3.3. Effect of As Oxidation State and DFT Method on ΔGads
Reactions (14)–(19) in Table 3 show the ΔGads of octahydrated H3AsO3, HAsO42−, and H2AsO4− onto tetra- and octahydrated Fe2(OH)6(OH2)40. The ΔGads for iAsIII is more favorable than it is for iAsV; this is fortunate, if correct, because iAsIII is more toxic than iAsV is. The results for the preferential adsorption of iAsIII over iAsV at the point-of-zero charge for the Fe cluster are supported by experimental data that shows the same trend . Under acidic or basic conditions, the Fe clusters would have charges, and neutral H3AsO3 might not adsorb to Fe surfaces as favorably. Conversely, although these reactions show less favorable adsorption of octahydrated HAsO42− and H2AsO42− to the neutral Fe cluster than for iAsIII, under acidic or basic conditions when the cluster is charged, the charged iAsV ions could adsorb more favorably than uncharged iAsIII. Although the products and reactants are anhydrous, Reactions (1)–(7) support this assertion, where neutral H3AsO3 adsorbs more strongly to the neutral cluster (Reaction (1)) than to the +4-charged cluster (Reaction (2)). Conversely, the charged iAsV reactants in Reactions (3)–(7) adsorb more strongly to the +4-charged clusters than they do to the neutral clusters. These results that show weaker adsorption of H3AsO3 and stronger adsorption of charged iAsV to charged Fe clusters are also supported by experimental data . Furthermore, the results for Reactions (14) and (15) show that HAsO42− would adsorb less favorable to the neutral Fe cluster than does H2AsO4−. Note that a tetrahydrated hydroxide model was used to mass and charge balance Reactions (14)–(17); the hydroxide was not necessary to mass charge balance Reactions (12) and (13).
|Table 3. Effect of As oxidation state on BB adsorption to neutral Fe clusters.
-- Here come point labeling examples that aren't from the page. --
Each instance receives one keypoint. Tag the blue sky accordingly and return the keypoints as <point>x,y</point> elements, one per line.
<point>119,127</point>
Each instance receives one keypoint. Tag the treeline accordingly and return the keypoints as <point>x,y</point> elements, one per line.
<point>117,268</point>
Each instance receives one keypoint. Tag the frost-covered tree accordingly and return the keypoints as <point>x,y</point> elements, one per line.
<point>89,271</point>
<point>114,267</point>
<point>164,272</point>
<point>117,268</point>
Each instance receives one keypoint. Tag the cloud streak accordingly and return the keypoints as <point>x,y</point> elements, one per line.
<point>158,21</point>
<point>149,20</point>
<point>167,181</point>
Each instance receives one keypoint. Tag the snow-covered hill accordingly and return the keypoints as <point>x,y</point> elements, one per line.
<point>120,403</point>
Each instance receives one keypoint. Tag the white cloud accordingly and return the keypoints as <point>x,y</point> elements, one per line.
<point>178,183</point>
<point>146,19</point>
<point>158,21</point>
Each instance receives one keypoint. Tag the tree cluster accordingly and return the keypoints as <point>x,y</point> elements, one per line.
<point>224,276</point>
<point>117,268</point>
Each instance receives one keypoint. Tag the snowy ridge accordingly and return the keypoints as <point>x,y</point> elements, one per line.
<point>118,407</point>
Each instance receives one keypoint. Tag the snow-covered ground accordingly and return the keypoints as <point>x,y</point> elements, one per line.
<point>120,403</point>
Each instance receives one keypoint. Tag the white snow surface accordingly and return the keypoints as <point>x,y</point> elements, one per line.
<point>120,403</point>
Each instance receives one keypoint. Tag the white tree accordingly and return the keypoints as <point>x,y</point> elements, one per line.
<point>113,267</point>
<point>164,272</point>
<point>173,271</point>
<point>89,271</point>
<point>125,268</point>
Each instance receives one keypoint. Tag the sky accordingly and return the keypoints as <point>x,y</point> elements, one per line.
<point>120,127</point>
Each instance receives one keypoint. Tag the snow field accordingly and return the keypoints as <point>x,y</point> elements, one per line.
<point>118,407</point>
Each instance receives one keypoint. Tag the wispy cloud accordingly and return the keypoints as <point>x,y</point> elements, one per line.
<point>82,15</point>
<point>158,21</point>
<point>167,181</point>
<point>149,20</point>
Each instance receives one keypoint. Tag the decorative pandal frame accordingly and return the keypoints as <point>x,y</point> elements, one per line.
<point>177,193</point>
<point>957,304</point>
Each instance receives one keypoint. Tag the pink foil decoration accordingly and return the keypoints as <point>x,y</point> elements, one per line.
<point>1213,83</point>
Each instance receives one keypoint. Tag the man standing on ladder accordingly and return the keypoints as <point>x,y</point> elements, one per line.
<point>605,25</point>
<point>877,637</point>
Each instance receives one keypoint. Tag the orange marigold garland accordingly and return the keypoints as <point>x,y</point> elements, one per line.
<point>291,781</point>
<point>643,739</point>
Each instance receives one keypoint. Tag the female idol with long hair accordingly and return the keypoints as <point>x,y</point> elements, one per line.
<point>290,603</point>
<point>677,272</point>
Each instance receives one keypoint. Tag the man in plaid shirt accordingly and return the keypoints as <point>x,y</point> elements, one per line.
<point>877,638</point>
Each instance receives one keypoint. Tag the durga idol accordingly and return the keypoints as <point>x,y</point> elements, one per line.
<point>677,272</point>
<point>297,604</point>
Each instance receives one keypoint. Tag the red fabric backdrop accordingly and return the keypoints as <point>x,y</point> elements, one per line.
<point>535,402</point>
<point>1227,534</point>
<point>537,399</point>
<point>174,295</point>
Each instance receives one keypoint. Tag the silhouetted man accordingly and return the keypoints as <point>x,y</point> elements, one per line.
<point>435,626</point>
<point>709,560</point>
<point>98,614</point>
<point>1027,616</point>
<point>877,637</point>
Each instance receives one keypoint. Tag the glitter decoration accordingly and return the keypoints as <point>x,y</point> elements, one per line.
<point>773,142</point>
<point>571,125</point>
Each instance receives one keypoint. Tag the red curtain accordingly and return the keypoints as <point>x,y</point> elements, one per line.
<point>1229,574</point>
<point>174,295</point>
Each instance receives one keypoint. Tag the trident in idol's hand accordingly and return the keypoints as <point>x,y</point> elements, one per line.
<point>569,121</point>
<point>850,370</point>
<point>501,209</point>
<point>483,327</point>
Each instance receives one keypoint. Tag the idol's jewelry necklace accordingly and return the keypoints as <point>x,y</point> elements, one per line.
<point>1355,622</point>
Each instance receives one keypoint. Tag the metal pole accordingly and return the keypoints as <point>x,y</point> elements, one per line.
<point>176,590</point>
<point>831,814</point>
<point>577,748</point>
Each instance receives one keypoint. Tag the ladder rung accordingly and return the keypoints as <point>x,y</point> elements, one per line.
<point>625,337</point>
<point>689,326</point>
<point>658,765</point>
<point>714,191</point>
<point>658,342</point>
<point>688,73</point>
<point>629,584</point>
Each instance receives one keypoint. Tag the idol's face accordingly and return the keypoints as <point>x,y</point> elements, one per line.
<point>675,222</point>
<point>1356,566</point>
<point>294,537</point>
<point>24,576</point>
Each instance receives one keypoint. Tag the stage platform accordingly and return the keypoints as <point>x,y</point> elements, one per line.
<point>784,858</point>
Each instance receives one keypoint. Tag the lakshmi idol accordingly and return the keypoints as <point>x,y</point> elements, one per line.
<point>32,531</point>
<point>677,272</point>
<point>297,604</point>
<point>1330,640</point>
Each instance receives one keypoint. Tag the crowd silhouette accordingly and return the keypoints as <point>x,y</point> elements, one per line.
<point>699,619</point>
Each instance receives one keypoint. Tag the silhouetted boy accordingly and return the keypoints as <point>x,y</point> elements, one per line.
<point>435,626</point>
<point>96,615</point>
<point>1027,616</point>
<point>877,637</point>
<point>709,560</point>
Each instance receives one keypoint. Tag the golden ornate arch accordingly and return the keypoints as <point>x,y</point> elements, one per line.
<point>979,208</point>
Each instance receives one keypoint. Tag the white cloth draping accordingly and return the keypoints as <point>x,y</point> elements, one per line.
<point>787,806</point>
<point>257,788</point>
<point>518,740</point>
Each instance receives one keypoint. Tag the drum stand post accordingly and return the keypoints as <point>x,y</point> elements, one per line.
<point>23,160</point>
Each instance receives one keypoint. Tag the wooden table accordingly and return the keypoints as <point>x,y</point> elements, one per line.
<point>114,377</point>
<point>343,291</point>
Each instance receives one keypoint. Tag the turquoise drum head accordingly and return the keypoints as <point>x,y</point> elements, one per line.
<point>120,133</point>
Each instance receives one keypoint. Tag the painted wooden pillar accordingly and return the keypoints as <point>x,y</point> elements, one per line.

For Reaction (16), the density functional theory (DFT) methods used to calculate ΔGads were: a, B3LYP; b, PBE0; and c, M06-L.|
|Reaction #||Reaction||ΔGads (kJ/mol)|
|(12)||H3AsO3·8H2O + Fe2(OH)6(OH2)4·4H2O → Fe2(OH)4(OH2)4HAsO3·4H2O + 10H2O||−124|
|(13)||H3AsO3·8H2O + Fe2(OH)6(OH2)4·8H2O → Fe2(OH)4(OH2)4HAsO3·4H2O + 10H2O||−146|
|(14)||HAsO42−·8H2O + Fe2(OH)6(OH2)4·4H2O → Fe2(OH)4(OH2)4HAsO4·4H2O + 2OH−·4H2O||+15|
|(15)||HAsO42−·8H2O + Fe2(OH)6(OH2)4·8H2O → Fe2(OH)4(OH2)4HAsO4·4H2O + 2OH−·4H2O + 4H2O||−6|
|(16)||H2AsO4−·8H2O + Fe2(OH)6(OH2)4·4H2O → Fe2(OH)4(OH2)4HAsO4·4H2O + OH−·4H2O + 5H2O||−64 a, −35 b, −3 c|
|(17)||H2AsO4−·8H2O + Fe2(OH)6(OH2)4·8H2O → Fe2(OH)4(OH2)4HAsO4·4H2O + OH−·4H2O + 5H2O||−86|
For Reaction (16), we compared the ΔGads calculated with the B3LYP, PBE0, or M06-L DFT methods. The ΔGads calculated with B3LYP (−64 kJ/mol), M06-L (−3 kJ/mol), and PBE0 (−35 kJ/mol) results all predict favorable, exergonic reactions. These results show that calculated thermodynamic results are dependent on the chosen DFT method. Because the adsorption of iAsV is experimentally observed over a wide pH range , the results from B3LYP, PBE0, or M06-L could be correct. Thermodynamic results from DFT calculations are typically precise within ±10 kJ/mol; therefore, the B3LYP results would range from −74 to −54 kJ/mol and the PBE0 results would range from −45 to −25 kJ/mol; these results do not overlap, so the precision of the results from B3LYP and PBE0 differ. Within the ±10 kJ/mol error range of DFT methods, the M06-L results would range from −13 to +7 kJ/mol; therefore, because iAsV adsorption is favorable, the M06-L results could be erroneous.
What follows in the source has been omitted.